India has one of the world’s youngest populations. The country is also in the midst of a vast trend towards urbanization. Although Ruhi and Prachi do not meet in the context of the film, in the coming years millions of young women much like them will converge in India’s cities and universities. As inheritors of a rich past and connoisseurs of the present, their generation will have to determine if the cultural valences explored in the film can be harmonized in ways that preserve the best of tradition, and sensibly accommodate the best of the new.
Until February 1, 2014, The World Before Her may be viewed online here: http://www.pbs.org/pov/worldbeforeher/
Thank you, Gopala, for this thoughtful review. 🙂 I will definitely watch this documentary!
I saw the documentary a couple months back and thought it was fantastic. I feel like every devotee should actually see it because it brings out how the issue of modernization versus traditionalism is not at all as cut and dried as many of the western devotees would like to think.
To me the power of the film lies in the fact that you really can’t relate to either one of the sides that the two girls represent, so what that automatically makes you do is look for the middle ground. I’m not totally sure that the director intended it, but the lack of identification is a very subtle but persuasive way to make people choose the middle path. Both girls have something to say that resonates with you, but the way they play it out in their lives is often quite objectionable.
One point you made in the review, Gopal, I have to disagree with, though.

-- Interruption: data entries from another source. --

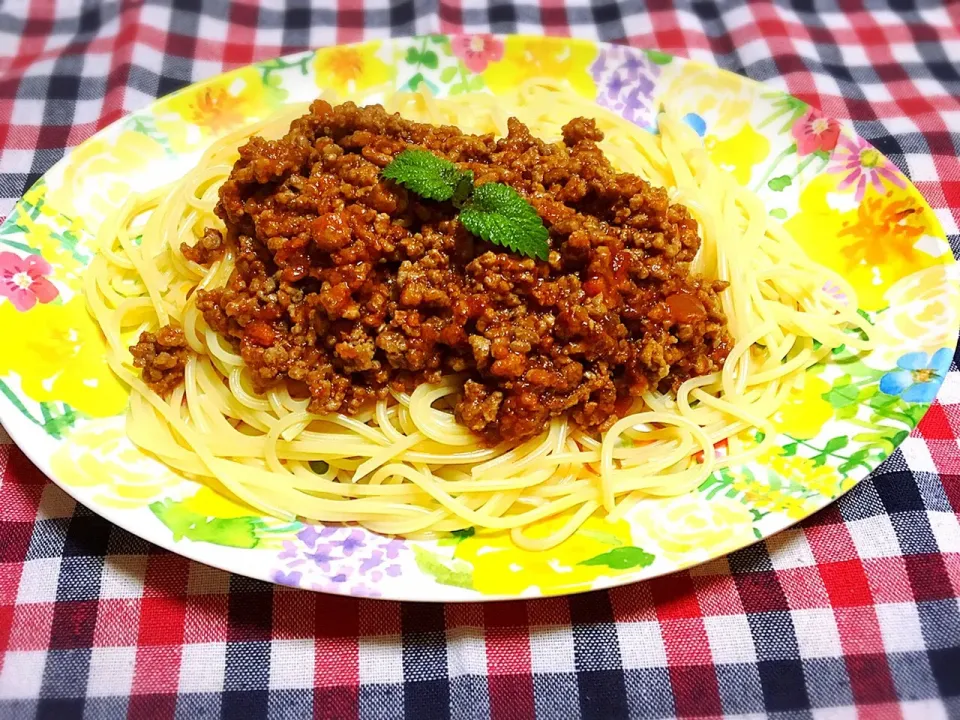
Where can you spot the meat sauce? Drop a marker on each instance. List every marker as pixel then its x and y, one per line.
pixel 346 285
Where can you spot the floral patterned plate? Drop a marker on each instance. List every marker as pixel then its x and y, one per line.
pixel 846 203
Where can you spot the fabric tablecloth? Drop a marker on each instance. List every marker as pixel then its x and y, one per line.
pixel 854 613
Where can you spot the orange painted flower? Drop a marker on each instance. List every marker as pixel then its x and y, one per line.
pixel 526 58
pixel 899 222
pixel 221 104
pixel 353 68
pixel 216 109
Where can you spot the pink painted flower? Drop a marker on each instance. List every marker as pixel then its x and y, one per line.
pixel 860 163
pixel 477 51
pixel 22 280
pixel 813 133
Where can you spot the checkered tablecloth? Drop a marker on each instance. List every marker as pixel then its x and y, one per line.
pixel 852 614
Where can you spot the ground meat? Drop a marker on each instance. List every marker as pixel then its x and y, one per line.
pixel 208 248
pixel 162 357
pixel 347 285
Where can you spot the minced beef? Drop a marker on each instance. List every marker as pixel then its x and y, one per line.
pixel 347 285
pixel 162 357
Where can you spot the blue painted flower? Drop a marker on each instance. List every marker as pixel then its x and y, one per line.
pixel 918 377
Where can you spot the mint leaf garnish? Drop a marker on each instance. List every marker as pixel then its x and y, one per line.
pixel 463 189
pixel 494 211
pixel 499 215
pixel 426 174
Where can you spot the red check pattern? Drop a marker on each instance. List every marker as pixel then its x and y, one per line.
pixel 854 613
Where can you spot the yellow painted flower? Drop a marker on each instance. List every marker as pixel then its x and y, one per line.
pixel 923 314
pixel 823 479
pixel 690 523
pixel 221 104
pixel 805 411
pixel 97 177
pixel 65 361
pixel 208 503
pixel 500 567
pixel 872 245
pixel 99 456
pixel 739 153
pixel 350 68
pixel 721 98
pixel 526 58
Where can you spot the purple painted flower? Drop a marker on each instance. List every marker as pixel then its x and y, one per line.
pixel 341 559
pixel 861 164
pixel 351 543
pixel 625 81
pixel 287 578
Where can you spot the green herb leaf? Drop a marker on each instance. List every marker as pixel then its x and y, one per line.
pixel 428 175
pixel 622 558
pixel 499 215
pixel 457 536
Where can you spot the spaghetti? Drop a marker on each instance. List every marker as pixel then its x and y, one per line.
pixel 405 465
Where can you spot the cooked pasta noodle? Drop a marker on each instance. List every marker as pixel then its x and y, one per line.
pixel 406 466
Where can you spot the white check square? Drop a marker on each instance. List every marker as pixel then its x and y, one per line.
pixel 552 649
pixel 381 660
pixel 817 634
pixel 730 639
pixel 641 645
pixel 202 667
pixel 111 671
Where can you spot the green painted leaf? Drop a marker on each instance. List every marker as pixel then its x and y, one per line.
pixel 622 558
pixel 837 443
pixel 183 523
pixel 842 396
pixel 779 183
pixel 900 437
pixel 659 58
pixel 446 571
pixel 846 413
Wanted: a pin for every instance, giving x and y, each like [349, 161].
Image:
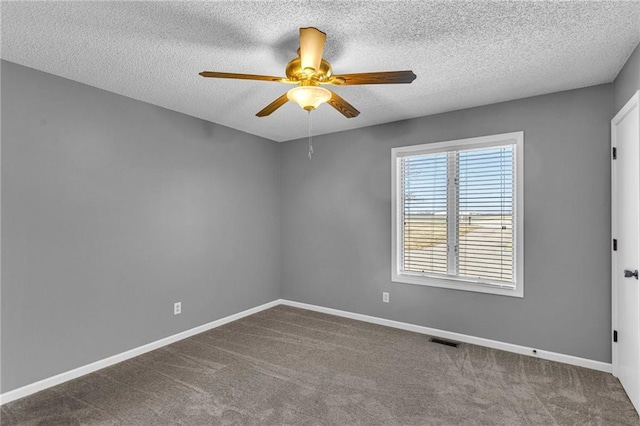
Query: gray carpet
[288, 366]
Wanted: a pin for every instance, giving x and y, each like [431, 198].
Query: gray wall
[628, 80]
[336, 224]
[112, 209]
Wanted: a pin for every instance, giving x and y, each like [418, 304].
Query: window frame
[456, 282]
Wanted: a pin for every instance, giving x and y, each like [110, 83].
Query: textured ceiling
[464, 53]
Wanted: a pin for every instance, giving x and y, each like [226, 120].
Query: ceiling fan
[309, 71]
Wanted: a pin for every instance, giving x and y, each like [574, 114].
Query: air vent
[444, 342]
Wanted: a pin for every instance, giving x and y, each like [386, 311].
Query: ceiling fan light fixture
[309, 97]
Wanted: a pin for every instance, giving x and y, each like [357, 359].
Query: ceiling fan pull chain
[310, 141]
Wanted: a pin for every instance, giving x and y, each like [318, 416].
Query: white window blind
[485, 214]
[456, 213]
[425, 213]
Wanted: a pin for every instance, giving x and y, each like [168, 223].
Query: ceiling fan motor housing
[295, 72]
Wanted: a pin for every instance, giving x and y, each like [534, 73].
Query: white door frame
[631, 107]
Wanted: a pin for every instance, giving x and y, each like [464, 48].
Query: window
[457, 214]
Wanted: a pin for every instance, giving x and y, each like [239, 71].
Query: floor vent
[444, 342]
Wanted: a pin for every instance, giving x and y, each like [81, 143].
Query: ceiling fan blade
[387, 77]
[273, 106]
[344, 107]
[213, 74]
[311, 46]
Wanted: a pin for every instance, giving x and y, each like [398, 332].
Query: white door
[625, 198]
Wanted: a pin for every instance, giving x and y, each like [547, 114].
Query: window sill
[458, 284]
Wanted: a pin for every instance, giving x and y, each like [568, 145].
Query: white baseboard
[508, 347]
[98, 365]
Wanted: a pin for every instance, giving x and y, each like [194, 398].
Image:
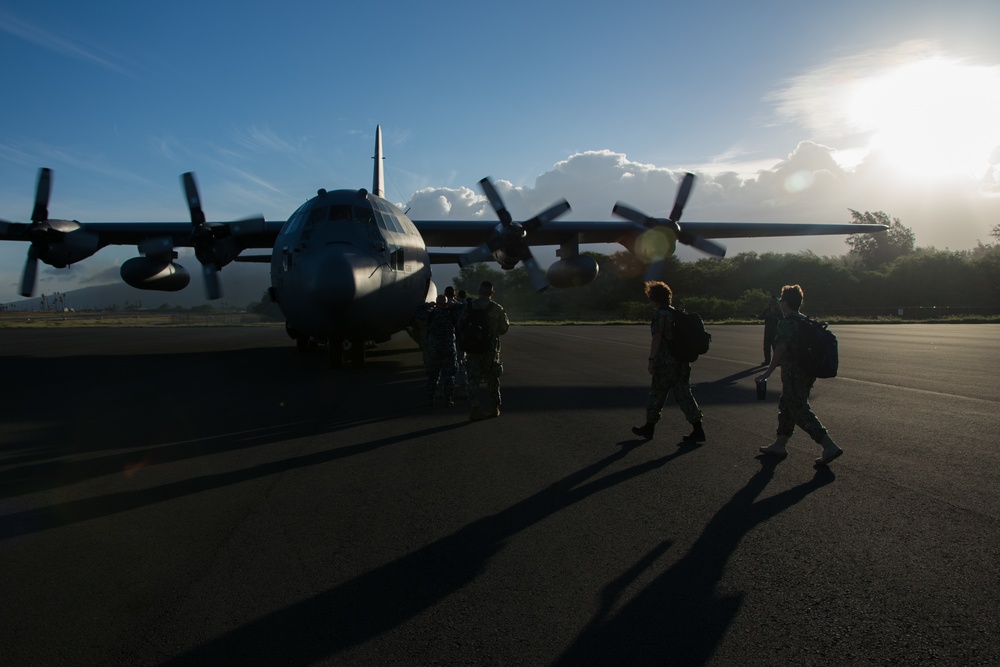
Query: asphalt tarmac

I felt like the director was quite strongly giving her own opinion through the film. Her agenda was clearly to show that women need to be free to make their own choices and be able to access education and so forth. In fact, the movie has morphed into a social movement and they are doing a whole big campaign in India through it to fight for girls’ rights.
I think just the fact that the director chose Prachi, who had issues with the traditional women’s role although she was preaching the opposite at the camp, showed a bias. But don’t get me wrong, though, I’m all for that bias! 🙂
In watching this film, I felt like Prachi was mistaken about what things are encroaching from the west.
It seemed a grave mistake to say that equality between men and women was a western concept.
As the camp taught girls that they are weaker than men and that wanting a voice or having opinions was a western thing, I have to wonder why they weren’t being taught about strong, fierce, proud women like Draupadi, Gargi, and Marabai to name just a few.
Hindu history is full of women who bucked traditional roles and helped advance their husband’s spirituality.